Les conté de historias en lugares que tan lejanos eran que dudo que realmente existieran. Les hablé de gentes tristes que miran al cielo cada día esperando que les cayera el maná; de gentes que no levantan la cabeza del suelo y van y vienen cada día sin nada que esperar, sin ilusión, sin vida realmente. Marionetas huecas que abandonadas esperan que algún día alguien coja su cruceta y les lleve a otro escenario, pero pasan los días, los meses, los años y esa mano poderosa no llega. Y ya son viejos y no hay vuelta, no hay fuerza para levantar la cabeza y ver que ya no tienen ni hilos pero ellos siguen sintiéndose marionetas cuando en realidad son libres pero no saben cómo se hace. Tristes de su realidad seguirán con su rutina de cabezas gachas hasta el fin de sus días.
Escribí entonces de mundos reales, de personas que ríen y lloran, más lo primero que lo segundo. De personas que en su definición de ser, una de sus primeras palabras es feliz. Incrédulos se aferraron a esas historias.

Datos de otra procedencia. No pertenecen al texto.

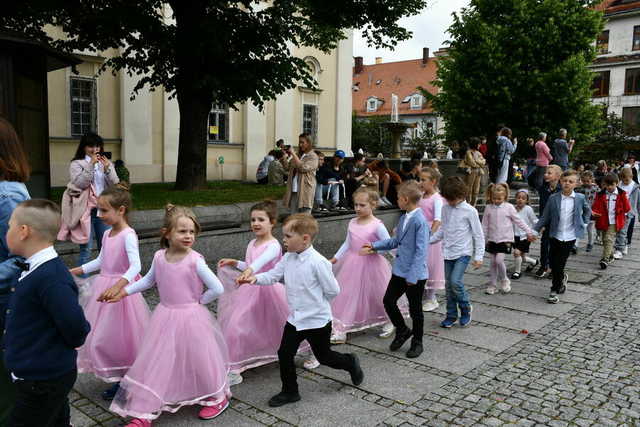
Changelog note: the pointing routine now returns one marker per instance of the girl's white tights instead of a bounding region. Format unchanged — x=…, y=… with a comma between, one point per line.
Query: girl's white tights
x=498, y=270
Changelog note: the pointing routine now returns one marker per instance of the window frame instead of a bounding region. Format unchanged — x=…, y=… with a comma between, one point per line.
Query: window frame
x=93, y=106
x=218, y=110
x=603, y=88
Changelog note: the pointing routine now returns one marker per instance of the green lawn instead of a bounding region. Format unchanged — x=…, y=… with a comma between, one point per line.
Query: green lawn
x=156, y=196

Fue entonces cuando corté mis hilos, levanté la cabeza y vi el sol. El viento me dio por primera vez en la cara. Todo llega. Ahora cuento lo que quiero, lo que me nace, lo que me obligo. Real o no, eso no me importa.

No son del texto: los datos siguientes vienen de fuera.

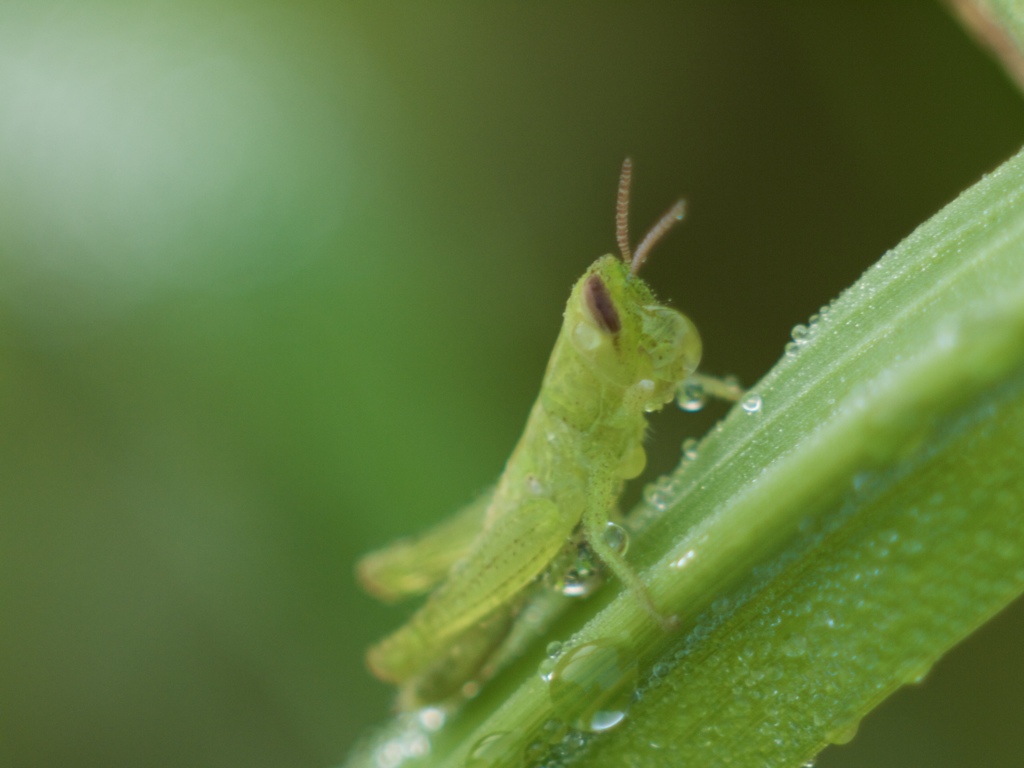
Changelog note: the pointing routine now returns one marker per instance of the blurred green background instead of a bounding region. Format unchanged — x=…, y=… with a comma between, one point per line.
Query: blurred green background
x=278, y=283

Escribo porque ahora tengo tantas palabras dentro que debo enlazar en frases para hacer hueco a nuevas palabras, a nuevas historias que se me arremolinan y poder plasmarlas en mis nuevos folios. La madeja es grande. Empezaré a tirar del hilo a ver qué sale; espero ser capaz de quitar tantos nudos enquistados después del tiempo en maceración. Siento la tardanza, pero las cosas salen cuando tienen que salir, no antes.
Bienvenidas palabras.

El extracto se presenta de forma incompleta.